Please note that before running the example, make sure the hand-drawn location area is empty to prevent affecting the example results, in addition, different examples use different parameters (such as resolution, number of seeds, etc.), if you want to generate your own, please pay attention to the parameter changes, or refresh the page to revert to the default parameters.
Text Generation
In the Prompt to enter the description of the prompt word (support for Chinese and English), the need to generate each line of text wrapped in double quotes, and then sequentially hand-drawn to specify the location of each line of text to generate images. Text position drawing is very critical to the quality of the picture, please do not draw too random or too small, the number of positions should be the same as the number of lines of text, the size of each position should be matched with the length or width of the corresponding line of text as far as possible. If you can't draw by hand (Manual-draw), you can try to drag the box rectangle (Manual-rect) or random generation (Auto-rand).

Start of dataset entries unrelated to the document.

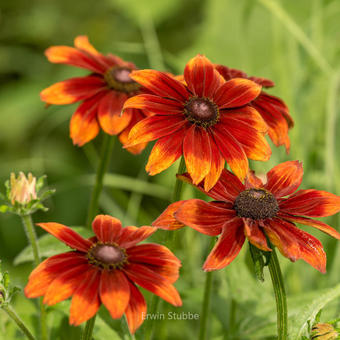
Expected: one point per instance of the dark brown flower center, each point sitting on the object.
(201, 111)
(118, 78)
(257, 204)
(108, 256)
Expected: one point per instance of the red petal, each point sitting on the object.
(255, 235)
(285, 178)
(167, 219)
(232, 151)
(312, 203)
(313, 223)
(157, 258)
(85, 302)
(132, 235)
(226, 189)
(251, 140)
(217, 165)
(295, 243)
(65, 284)
(42, 276)
(153, 282)
(114, 292)
(155, 127)
(161, 84)
(201, 77)
(110, 114)
(227, 247)
(71, 56)
(107, 228)
(165, 152)
(197, 152)
(155, 104)
(136, 309)
(72, 90)
(67, 235)
(84, 126)
(207, 218)
(236, 92)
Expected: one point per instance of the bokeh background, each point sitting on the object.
(294, 43)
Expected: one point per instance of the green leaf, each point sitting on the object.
(48, 246)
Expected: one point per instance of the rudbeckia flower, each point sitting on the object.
(272, 109)
(206, 119)
(101, 93)
(255, 210)
(105, 269)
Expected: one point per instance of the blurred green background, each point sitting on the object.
(294, 43)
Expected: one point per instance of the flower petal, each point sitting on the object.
(197, 152)
(42, 276)
(227, 247)
(72, 90)
(206, 218)
(167, 219)
(161, 84)
(136, 309)
(295, 243)
(155, 104)
(201, 77)
(153, 282)
(132, 235)
(285, 178)
(313, 223)
(155, 127)
(71, 56)
(85, 302)
(236, 92)
(110, 116)
(232, 151)
(255, 235)
(114, 292)
(83, 125)
(67, 235)
(65, 284)
(165, 152)
(107, 228)
(312, 203)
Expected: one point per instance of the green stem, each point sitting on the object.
(14, 316)
(206, 302)
(179, 184)
(280, 295)
(32, 238)
(88, 330)
(102, 168)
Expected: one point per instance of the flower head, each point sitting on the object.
(254, 210)
(102, 93)
(105, 269)
(206, 119)
(272, 109)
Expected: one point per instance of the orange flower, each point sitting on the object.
(255, 210)
(207, 119)
(272, 109)
(105, 269)
(102, 93)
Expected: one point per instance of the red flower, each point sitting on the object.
(253, 210)
(272, 109)
(102, 93)
(105, 269)
(207, 119)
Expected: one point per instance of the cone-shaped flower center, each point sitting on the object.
(108, 256)
(118, 78)
(256, 204)
(201, 111)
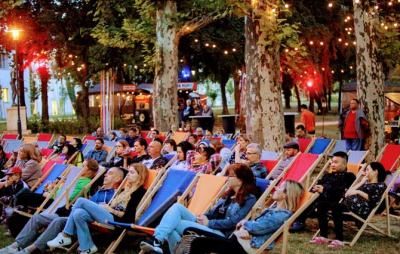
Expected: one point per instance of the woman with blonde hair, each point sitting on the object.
(121, 209)
(239, 153)
(253, 233)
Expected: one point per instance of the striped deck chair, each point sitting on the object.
(282, 234)
(305, 144)
(267, 155)
(357, 156)
(228, 143)
(44, 137)
(8, 136)
(389, 157)
(12, 145)
(172, 184)
(367, 222)
(339, 146)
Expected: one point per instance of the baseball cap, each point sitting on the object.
(293, 145)
(14, 170)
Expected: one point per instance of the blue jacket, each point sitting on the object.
(265, 225)
(234, 214)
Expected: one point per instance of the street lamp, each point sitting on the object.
(15, 34)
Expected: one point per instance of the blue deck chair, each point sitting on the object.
(262, 183)
(52, 175)
(43, 144)
(174, 184)
(269, 156)
(340, 146)
(320, 146)
(12, 145)
(228, 142)
(357, 156)
(89, 147)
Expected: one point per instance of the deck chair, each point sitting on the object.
(389, 157)
(305, 144)
(12, 145)
(54, 170)
(29, 139)
(282, 234)
(367, 222)
(321, 146)
(229, 142)
(172, 183)
(339, 146)
(301, 168)
(267, 155)
(8, 136)
(357, 156)
(44, 137)
(179, 136)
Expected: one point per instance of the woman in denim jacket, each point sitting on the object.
(221, 220)
(253, 233)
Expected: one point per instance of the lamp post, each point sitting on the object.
(15, 34)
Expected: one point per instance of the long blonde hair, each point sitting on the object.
(125, 196)
(294, 191)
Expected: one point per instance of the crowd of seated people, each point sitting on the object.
(241, 165)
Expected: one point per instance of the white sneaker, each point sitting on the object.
(89, 251)
(59, 241)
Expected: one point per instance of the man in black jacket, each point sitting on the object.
(331, 188)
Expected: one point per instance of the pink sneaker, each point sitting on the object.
(319, 240)
(336, 244)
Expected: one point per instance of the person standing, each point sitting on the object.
(354, 126)
(187, 112)
(308, 119)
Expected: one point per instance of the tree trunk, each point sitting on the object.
(263, 100)
(224, 79)
(370, 77)
(296, 91)
(165, 98)
(44, 79)
(236, 83)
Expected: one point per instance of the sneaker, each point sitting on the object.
(319, 240)
(297, 227)
(59, 241)
(336, 244)
(9, 249)
(89, 251)
(152, 245)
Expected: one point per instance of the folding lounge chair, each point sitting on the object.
(357, 156)
(267, 155)
(339, 146)
(389, 157)
(44, 137)
(172, 183)
(305, 144)
(283, 232)
(367, 222)
(12, 145)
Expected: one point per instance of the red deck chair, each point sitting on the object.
(389, 157)
(269, 164)
(304, 144)
(44, 137)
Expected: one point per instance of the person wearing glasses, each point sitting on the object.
(221, 219)
(253, 156)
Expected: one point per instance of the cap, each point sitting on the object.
(14, 170)
(293, 145)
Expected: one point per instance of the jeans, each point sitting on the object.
(54, 225)
(174, 222)
(353, 144)
(84, 212)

When generating multiple lines, each position is sorted according to certain rules to correspond with the text lines, and the Sort Position option is used to determine whether the sorting is prioritized from top to bottom or from left to right. You can turn on the Show Debug option in the parameter settings to observe the text position and glyphs in the result image. You can also check the Revise Position option, which will use the outer rectangle of the rendered text as the corrected position, but occasionally found that the text generated this way is slightly less creative.
copy editor
Please upload a picture to be edited as a reference picture (Ref), then after adjusting the stroke size, paint the position to be edited on the reference picture, and enter the description prompt word and the text content to be modified in the Prompt to generate the picture.
The reference image can be of any resolution, but internal processing restricts the long side to no more than 768, and the width and height are scaled to an integer multiple of 64.